Boundary layer conductance for contrasting leaf shapes in a deciduous broadleaved forest canopy

A new method of constructing light, flexible and more realistic replica leaves for continuous determination of leaf boundary layer conductance to heat transfer (gbh) was developed and tested in a mature oak (Quercus robur L.) and sycamore (Acer pseudoplatanus   L.) tree canopy. The replicas were used to determine the difference between oak and sycamore leaf gbh in exposed sites in the upper canopy, the relationship of gbh with wind speed, the seasonal changes in gbh in the canopy as leaf cover developed, and values for Ω  , the decoupling coefficient. The replicas showed similar gradients in temperature at their margins to those in real leaves. When exposed, the gbh of the larger sycamore leaves was 66% of that of oak leaves under the same conditions. Linear relationships were found with gbh and wind speed across the measured range of 0.3–3.5 m s−1, and flow in the replica boundary layers was laminar in all conditions. The leafless canopy produced a substantial sheltering effect, reducing gbh by 12–28% in light winds. Sycamore replicas in the leafed canopy showed a 19–29% lower gbh at a given external wind speed than when outside, but there was little difference between ‘sun’ and ‘shade’ position shoots, because of the density of the shoots, and the close branching pattern. In contrast, in oak gbh at a given wind speed was 15–21% lower for ‘sun’ leaves than that for replicas outside the canopy, with a larger reduction (approximately 28%) in denser ‘shade’ sites.

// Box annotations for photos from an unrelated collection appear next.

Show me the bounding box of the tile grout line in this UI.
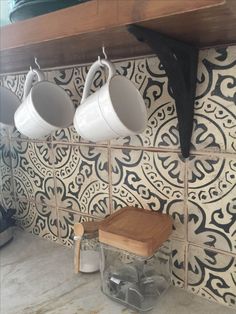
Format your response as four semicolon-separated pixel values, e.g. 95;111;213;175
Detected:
184;158;189;290
50;141;61;245
8;137;235;158
107;141;113;215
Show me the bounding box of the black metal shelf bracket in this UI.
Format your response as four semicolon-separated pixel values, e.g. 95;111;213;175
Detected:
128;25;198;158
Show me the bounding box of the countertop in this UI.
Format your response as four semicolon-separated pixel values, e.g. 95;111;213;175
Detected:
0;230;235;314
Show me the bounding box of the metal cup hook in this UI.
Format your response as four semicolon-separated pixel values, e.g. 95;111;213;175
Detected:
98;46;108;67
30;57;41;70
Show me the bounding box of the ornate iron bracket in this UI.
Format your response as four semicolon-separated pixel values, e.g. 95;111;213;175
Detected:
128;25;198;158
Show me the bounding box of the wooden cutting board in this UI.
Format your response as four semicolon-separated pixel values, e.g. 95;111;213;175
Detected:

Although wind speed in the canopy was often low, leaves of both species were usually well coupled to the canopy airstream (Ω < 0.3). Sun leaves were substantially less well coupled than shade leaves, despite the lower shelter effect, because of their higher stomatal conductance values. In the lightest winds (<0.5 m s−1) and with high stomatal conductance, coupling may on many occasions be poor for sun leaves, particularly for the larger sycamore leaves.